Earlier today, I heard some radio station playing the Beatles’ Sgt Pepper and its opening lines “It was twenty years ago today…”
I used to half-heartedly keep a diary on my computer. On a whim, I looked up what happened twenty years ago today… I have changed the names of other people and their locations…
Saturday 22nd June 2002 – Edinburgh
Shirley is trying to give up heroin. Her father is trying to give up chocolate.
In the evening, Shirley and I stayed up until 03.00am talking. She told me God gave her help immediately on three occasions she asked for help. She has a water container from which she swigs regularly during the day. I had presumed it contained water; in fact it contains Blue Star cider.
When she lived in Manchester, addicted to heroin, she was mugged by a tall black man and and a small white girl she knew. Without warning, the man kicked her in the chest. She went down on the ground and both started kicking her. She had been mugged five times before so she used her hands and arms to protect a pocket with only £2 in it. They stole that £2 but left her handbag and the other pockets in her jacket untouched – that was where she really kept her money.

(Image by Randy Laybourne via UnSplash)
Then I went back another year in my diary…
Friday 22nd June 2001 – Cambridge/Borehamwood/Clacton-on-Sea
I had lunch with a friend in Cambridge. It was her 16th wedding anniversary and I think she was feeling a little down.
She told me her son (aged 13) is still being bullied at school. The other week, someone pushed him into a bush. Her daughter (aged 11) says she has decided she is going to marry a rich man, take over her mother’s house, have children early, then her mother can look after them while she goes out and has fun.
“Good luck finding a rich man,” my friend told her daughter.
“You managed,” she told my friend.
“I didn’t know he was going to be rich,” my friend replied. “I thought we were soul mates.”
After lunch, I drove back home to Borehamwood.
As soon as I got through the front door, my mobile rang – It was the matron at my father’s nursing home. My mother and aunt (my father’s sister) had walked in to see him and found him lying back with his mouth open, apparently not breathing (and, as I later found out, his false teeth dropped down from his upper gum) with a spoon in his hand and a bowl of jelly in front of him. My aunt, a former nurse, found he had no pulse.
The nursing home matron was up in the room within about a minute and found he had a strong pulse but, by this time, both my mother and aunt were in tears.

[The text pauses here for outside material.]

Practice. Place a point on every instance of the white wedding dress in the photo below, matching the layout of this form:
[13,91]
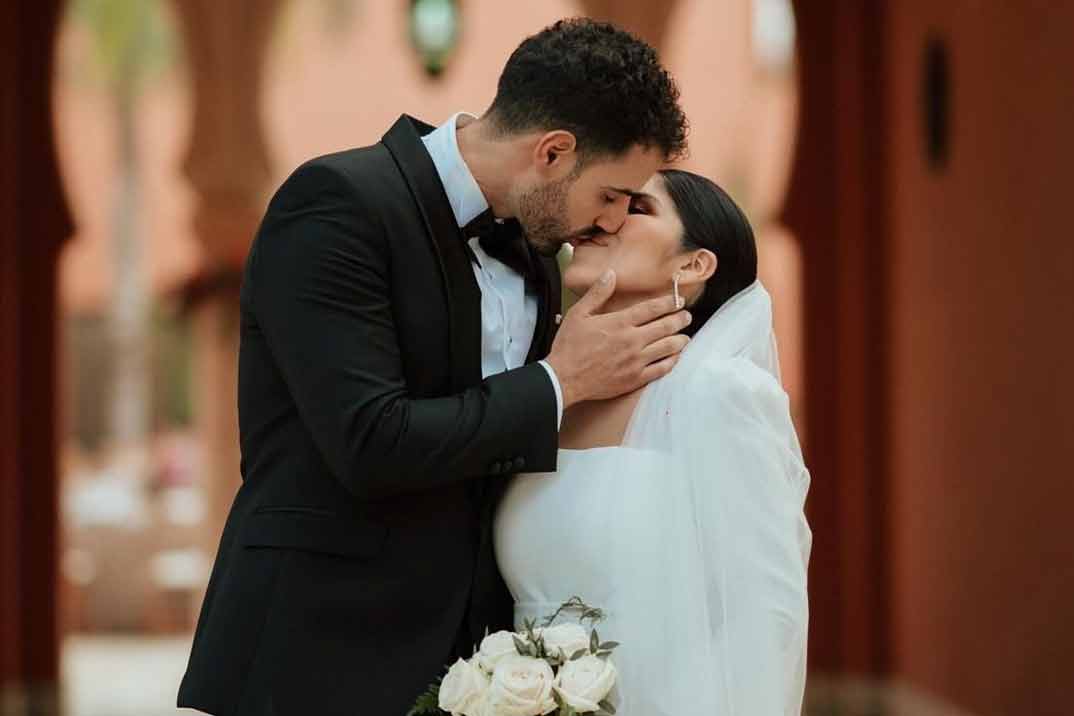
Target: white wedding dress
[691,536]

I drove out to Essex from Borehamwood in the early Friday evening rush hour – it took about 2 hours 45 mins instead of the normal 90 minutes – to find my father looking dramatically thinner, I thought: bonier than he had been when I saw him yesterday afternoon. I got there around 1830 by which time my mother and aunt were dry-eyed but still twitchily upset. I drove them back to their homes around 1900 – my mother broke down in my arms – and then I went back to the nursing home where my father was asleep. When I had left, I had told my father:
“I’ll be about half an hour.”
“You’ll be back – and the boatman?” he asked me.
“The boatman?”
“The boatman.”
“Probably.”
When I got back and he was awake, I asked him if he felt hot.
“I really don’t know,” he replied.
My father’s wedding ring was found on the floor below his bed this morning. Because he had lost so much weight, it had slipped off his finger.